Castle Core 1.2 has now its own, separate package. Since the beta few things have changed

  • Email sender component is now integrated with Core, so if you were using it, you now should look for it in Castle.Core.dll. The version shipped with Core 1.2 has the following major breaking changes:
    – Removed Message, MessageAttachment and MessageAttachmentCollection classes and replaced them with MailMessage, Attachment and AttachmentCollection from .NET classes in System.Net.Mail
  • Logging services (integration of Castle’s logging abstraction with log4net and NLog) is now packaged with Core. Notice that these are dependent on Core (just like it used to be). Castle does not have dependency on any of these, so don’t freak out.
  • few minor bugs were fixed, but nothing serious. You should be able to just switch the reference to new version and start using it with no changes to your code.
  • We ship four versions: for .NET 2.0, for .NET 3.5, for Silverlight 3.0 and for Mono 2.6

Get it here.

Dynamic Proxy 2.2

This is a pretty significant release. If you haven’t before, read what we had in beta. Since then, the following has changed

  • Interface members on proxies are behaving almost identical to version 2.1 (change from beta). That means that they take long name of explicit implementation (InterfaceName.Method() instead of Method()), only if you already have a method called Method() on your proxy, either from base class or other interface. And even then, it will still be public, which makes it more transparent to the user.
  • We ship three versions: for .NET 2.0 (this is the last version to support .NET 2.0), .NET 3.5 and Silverlight 3.0

Get it here.

MicroKernel/Windsor 2.1.1 (with support for Silverlight)

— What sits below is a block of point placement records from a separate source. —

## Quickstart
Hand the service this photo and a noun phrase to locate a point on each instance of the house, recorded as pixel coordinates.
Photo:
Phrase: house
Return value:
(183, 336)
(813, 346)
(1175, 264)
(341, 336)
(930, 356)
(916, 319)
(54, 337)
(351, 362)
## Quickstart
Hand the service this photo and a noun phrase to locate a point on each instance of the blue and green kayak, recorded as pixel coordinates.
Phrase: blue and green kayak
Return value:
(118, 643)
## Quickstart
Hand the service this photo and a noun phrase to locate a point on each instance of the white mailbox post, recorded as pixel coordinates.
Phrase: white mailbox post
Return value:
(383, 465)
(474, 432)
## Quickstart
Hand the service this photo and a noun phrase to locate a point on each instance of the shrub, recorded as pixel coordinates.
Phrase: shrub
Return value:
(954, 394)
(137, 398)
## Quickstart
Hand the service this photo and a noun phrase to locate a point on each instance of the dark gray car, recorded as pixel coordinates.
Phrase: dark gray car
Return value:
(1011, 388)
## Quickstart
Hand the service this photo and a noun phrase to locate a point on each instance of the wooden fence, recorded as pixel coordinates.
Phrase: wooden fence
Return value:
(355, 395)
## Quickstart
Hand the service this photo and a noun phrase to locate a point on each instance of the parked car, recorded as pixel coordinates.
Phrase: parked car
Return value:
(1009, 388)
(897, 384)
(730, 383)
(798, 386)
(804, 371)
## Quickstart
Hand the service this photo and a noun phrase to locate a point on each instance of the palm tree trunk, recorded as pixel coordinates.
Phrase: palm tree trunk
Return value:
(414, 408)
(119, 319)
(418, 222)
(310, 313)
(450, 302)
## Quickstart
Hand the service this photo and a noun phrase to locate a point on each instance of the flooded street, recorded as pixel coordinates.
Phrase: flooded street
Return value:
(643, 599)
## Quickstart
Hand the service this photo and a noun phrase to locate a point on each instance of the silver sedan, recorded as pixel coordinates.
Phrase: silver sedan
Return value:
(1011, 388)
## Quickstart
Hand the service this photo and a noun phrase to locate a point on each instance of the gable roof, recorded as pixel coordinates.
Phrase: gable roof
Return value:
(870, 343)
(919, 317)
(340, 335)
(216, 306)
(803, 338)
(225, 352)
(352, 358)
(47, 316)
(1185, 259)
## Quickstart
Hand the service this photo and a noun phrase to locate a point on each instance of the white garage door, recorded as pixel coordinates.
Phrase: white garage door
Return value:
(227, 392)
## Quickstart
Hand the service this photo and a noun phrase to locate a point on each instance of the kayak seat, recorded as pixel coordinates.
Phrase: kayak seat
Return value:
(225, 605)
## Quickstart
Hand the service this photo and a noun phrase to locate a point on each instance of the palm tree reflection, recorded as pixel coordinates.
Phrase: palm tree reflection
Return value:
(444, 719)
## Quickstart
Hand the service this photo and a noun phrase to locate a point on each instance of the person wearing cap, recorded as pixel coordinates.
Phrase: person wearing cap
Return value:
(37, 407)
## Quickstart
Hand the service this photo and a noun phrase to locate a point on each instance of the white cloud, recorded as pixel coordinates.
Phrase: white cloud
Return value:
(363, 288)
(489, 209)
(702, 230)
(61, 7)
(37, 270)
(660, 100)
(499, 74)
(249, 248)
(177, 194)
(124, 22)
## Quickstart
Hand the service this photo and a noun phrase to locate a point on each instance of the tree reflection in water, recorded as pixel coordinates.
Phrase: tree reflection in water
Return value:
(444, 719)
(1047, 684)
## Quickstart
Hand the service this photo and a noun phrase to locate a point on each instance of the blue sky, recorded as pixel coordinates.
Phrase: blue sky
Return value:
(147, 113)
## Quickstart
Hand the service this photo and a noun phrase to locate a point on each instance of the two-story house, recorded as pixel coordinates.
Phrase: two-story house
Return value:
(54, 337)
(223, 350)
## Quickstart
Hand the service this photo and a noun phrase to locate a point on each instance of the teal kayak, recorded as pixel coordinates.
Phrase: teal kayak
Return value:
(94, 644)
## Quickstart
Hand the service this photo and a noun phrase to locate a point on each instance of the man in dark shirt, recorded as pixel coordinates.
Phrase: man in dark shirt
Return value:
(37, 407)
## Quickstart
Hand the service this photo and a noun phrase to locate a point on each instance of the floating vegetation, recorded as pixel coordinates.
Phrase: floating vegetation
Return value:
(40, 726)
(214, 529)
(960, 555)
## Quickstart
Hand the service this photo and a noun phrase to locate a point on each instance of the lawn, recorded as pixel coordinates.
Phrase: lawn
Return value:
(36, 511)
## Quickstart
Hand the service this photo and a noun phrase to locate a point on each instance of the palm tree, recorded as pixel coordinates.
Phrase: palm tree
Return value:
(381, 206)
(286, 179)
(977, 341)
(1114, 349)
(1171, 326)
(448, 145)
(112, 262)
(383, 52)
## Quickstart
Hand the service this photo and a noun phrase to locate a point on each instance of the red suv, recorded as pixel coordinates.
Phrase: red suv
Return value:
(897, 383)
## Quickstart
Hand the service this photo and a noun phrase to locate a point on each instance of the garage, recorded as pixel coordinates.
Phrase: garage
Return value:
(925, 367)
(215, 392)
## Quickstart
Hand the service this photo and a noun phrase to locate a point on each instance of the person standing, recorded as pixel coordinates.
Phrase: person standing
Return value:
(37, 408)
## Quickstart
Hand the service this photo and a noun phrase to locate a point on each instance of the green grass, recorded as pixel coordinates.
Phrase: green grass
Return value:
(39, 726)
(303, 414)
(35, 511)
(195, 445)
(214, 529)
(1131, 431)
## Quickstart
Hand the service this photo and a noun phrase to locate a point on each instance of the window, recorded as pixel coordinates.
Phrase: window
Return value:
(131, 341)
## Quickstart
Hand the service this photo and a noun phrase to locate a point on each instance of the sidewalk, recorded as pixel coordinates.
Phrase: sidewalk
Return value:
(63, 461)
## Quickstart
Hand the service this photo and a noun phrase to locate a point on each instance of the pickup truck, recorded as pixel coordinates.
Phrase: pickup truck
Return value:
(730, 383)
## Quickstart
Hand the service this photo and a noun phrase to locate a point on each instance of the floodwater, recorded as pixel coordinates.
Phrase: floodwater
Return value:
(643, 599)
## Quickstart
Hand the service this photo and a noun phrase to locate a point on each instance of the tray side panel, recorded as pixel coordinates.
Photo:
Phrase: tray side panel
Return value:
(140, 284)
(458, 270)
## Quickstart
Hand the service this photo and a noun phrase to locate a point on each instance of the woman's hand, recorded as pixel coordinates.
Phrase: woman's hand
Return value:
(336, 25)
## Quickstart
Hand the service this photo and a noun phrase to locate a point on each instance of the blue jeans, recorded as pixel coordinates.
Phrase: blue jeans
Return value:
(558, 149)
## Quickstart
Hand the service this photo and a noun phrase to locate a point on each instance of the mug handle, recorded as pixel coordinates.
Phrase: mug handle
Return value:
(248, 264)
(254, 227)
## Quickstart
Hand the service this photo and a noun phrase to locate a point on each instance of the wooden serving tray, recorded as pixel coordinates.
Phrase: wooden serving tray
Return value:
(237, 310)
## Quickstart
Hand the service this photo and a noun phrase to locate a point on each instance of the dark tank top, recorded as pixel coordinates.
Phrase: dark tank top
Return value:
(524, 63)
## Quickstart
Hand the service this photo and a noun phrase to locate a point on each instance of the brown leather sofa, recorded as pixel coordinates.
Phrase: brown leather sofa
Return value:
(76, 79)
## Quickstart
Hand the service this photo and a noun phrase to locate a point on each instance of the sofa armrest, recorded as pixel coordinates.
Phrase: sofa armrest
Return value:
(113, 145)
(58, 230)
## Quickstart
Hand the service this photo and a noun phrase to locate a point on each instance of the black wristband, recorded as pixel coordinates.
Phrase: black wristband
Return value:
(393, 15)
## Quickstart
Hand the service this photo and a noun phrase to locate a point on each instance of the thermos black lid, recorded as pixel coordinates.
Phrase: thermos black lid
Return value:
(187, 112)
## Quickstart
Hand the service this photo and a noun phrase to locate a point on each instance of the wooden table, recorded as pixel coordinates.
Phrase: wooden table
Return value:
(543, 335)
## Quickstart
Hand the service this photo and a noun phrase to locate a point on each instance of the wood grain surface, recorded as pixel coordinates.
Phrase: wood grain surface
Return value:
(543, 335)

Probably the biggest thing about this release is that it includes a Silverlight version. There are a couple more highlights thought

  • revamped typed factory facility
  • added ability to specify Type Forwarding via XML config with the following syntax:
    <component

      id="hasForwards"

      type="Castle.MicroKernel.Tests.ClassComponents.TwoInterfacesImpl, Castle.MicroKernel.Tests"

      service="Castle.MicroKernel.Tests.ClassComponents.ICommon, Castle.MicroKernel.Tests">

      <forwardedTypes>

        <add service="Castle.MicroKernel.Tests.ClassComponents.ICommon2, Castle.MicroKernel.Tests" />

      </forwardedTypes>

    </component>

  • added DynamicParameters (with additional option to return delegate to be called upon component’s destruction)
  • added OnCreate method, which lets you act upon component after it’s created, and before it’s removed (see this Tehlike’s post. Notice it’s not in a facility now, so it just works out of the box.)
  • added lazy component loader
  • major performance improvements in certain scenarios
  • and many bugfixes, see commit log for full list if you’re interested
  • We ship two versions: for .NET 3.5 and for Silverlight 3.0
  • There is also logging facility included in the package. Again – neither MicroKernel, nor Windsor depend on it, so don’t freak out.

Get it here.

We’re already gathering ideas for the next version, so go ahead to the Castle UserVoice page and tell us, what you’d like to see in the next version!

Comments

Congratulations ! now I’ve some work to update my stack 😀

Nice summary. There will also be more project releases to come this month.

Congrats and awesome work. What are the implications of the explicit versus implicit interface implementations? That is, what other features are held back?

@Ryan Cromwell

In beta to allow proxy implement multiple interfaces having methods with identical signatures we defaulted to C#-style explicit implementation of all interface members.

This caused problems with WPF databinding which references properties by name, so we reverted the change back, and by default we leave things like they used to be.

This is something that may look scary in this description but it’s not something that will probably ever affect you – it just works.

You mentioned the fact that WPF using TypeDescriptor for property resolution "looked promising". Is that going to allow the reintroduction of explicit implementation while supporting WPF databinding?

I’m hoping all of the spelunking of the WPF Binding infrastructure I did comes to some good 🙂

@Ryan Cromwell

I backed up from that idea altogether (plugging type description provider to proxies). From WPF databinding’ perspective it should now make no difference, although to be honest I didn’t try it.

Konstantin says:

question about any plans to provide Windsor for Mono 2.6. I have seen that the Castle Windsor project is making test with mono and most of them failed. Do you know something more about this?